Materials other than stone were used in these medieval structures. The Yarn Market at Dunster in Somerset (known also as the Butter Cross) has an enormous octagonal slated-roof in two pitches, lit by gabled dormer windows and supported on oak pillars set on a plinth of stone.

Another ornate Butter Cross that combines stone, slate and timber is to be seen at Witney, in Oxfordshire, and yet another at North Walsham in Norfolk. The Butter Cross at Oakham has a sloping roof of Collyweston slates supported on squat oak pillars. Duck under this and you will see a set of medieval stocks, unusual because they have an odd number of holes.

The cathedral city of Salisbury formerly had no fewer than four market crosses. These were the Cheese Cross, the Wool Cross, Barnewell’s Cross, and the Poultry Cross. Only the last-named of these survives, and unfortunately it is now threatened by the ever-increasing traffic that swerves past it all too closely. This is the great danger. Far to the north, in Nenthead, the highest village in England, there is the ancient Market Hall. Or was. For only a year or two ago an overloaded lorry failed to take the bend on the hill and crashed into it.

As the words suggest, Market Houses and Market Halls were much larger structures than those already described. The Market Hall at Ross-on-Wye is a huge stone building, twin-gabled and mounted on no fewer than fourteen columns such as you might expect to find in a large church or cathedral. In Tetbury, Gloucestershire, the even larger Market House stands on no fewer than eighteen stone columns, set in three rows of six.

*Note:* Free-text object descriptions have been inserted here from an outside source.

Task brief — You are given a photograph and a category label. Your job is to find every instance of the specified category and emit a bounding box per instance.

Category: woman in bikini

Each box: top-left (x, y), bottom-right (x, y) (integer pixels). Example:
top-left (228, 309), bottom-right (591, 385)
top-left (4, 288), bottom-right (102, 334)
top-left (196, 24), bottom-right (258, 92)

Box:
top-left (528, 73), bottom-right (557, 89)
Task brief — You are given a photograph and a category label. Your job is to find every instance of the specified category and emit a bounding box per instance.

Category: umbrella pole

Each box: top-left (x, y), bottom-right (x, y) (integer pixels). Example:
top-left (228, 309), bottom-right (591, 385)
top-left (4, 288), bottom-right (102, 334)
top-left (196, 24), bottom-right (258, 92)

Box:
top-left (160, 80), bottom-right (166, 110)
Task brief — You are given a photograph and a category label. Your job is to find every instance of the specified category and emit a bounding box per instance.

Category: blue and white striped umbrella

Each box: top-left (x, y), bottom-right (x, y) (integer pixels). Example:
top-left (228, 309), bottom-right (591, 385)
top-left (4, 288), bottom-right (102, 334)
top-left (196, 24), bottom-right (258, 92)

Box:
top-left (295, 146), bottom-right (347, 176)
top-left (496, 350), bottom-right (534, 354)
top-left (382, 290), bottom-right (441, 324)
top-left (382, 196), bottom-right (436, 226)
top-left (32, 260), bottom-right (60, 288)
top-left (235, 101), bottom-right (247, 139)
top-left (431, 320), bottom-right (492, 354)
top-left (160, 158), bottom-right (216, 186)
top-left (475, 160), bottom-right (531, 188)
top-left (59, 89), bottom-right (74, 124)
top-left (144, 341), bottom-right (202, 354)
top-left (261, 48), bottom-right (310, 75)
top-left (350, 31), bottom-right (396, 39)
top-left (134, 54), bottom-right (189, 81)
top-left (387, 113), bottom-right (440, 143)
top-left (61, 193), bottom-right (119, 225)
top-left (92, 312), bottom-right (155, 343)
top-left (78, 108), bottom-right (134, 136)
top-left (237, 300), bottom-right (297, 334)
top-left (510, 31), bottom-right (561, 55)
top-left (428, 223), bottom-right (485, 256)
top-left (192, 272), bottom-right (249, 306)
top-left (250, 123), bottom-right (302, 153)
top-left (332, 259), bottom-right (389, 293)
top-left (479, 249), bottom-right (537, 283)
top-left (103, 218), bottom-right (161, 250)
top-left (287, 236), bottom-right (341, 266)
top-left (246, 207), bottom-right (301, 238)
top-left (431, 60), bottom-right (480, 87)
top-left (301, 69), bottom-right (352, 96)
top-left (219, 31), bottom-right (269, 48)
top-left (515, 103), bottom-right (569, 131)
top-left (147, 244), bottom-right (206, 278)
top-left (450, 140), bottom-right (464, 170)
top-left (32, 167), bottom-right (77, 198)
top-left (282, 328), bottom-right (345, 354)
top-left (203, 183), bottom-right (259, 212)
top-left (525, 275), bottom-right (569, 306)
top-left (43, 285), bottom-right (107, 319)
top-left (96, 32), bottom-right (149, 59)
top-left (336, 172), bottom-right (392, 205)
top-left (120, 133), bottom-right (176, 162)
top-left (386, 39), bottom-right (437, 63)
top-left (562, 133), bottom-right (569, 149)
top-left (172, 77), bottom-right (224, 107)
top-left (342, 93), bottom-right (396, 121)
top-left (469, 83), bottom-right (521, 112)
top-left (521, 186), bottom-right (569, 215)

Known also as the Town Hall, and overlooking the open market place, still referred to as The Chipping, it served for centuries both as a place for buying, selling and bartering and, its upper storey, or Great Chamber, as the meeting-place of the town’s authorities for administration.

The design of these Market Halls, or Market Houses, though it differed in details, as well as in the materials used, was such that they could fulfill at least a dual purpose. At ground-floor, that is at street-level, they offered space for customers to walk in and out through the arches and make their purchases. Some of the arches were wide enough for handcarts or even horse-drawn carts to pass through. In some towns, a right-of-way for vehicles to pass through existed. Below ground-level there might be cellars for use as store-houses.

Ledbury Market House is perhaps the most beautiful of all the timber-built market houses in the country, the work of John Abel, Carpenter to the King, in 1617. It is actually a three-storeyed building of herringbone-patterned timbers and diamond-paned windows.

In the uppermost storey, grain was preserved. In the Great Chamber the town council met to conduct their affairs. Trading went on meanwhile below. And official notices were posted on the giant fluted columns of Spanish chestnut that supported the structure as a whole. Until as recently as last century, bands of strolling players used to enact plays beneath the Great Chamber, the audience crowding in through the arcades as they liked.

At Abingdon, in Berkshire, where there was a market at the time of the Norman Conquest and a Royal Market Charter granted in 1328, Sir Christopher Wren, architect of St. Paul’s Cathedral, built the Market Hall on a site that had had some sort of a market building there for more than three centuries. Cellars were hewn out of the ground beneath, and the County Assize Court met in the Upper Chamber to dispense justice. An old custom, dating back to the reign of King George IV, is maintained here, buns being thrown from the balustraded roof on high days and holidays.

No two of these Market Crosses, Halls or Houses are alike. But all of them, whether timber-built or more splendidly designed in stone, are reminders of past days, ones that date back to the Middle Ages very often. If they are in use to this day, they form a visible and tangible link with the far-off days when they ranked among the most important buildings in any community.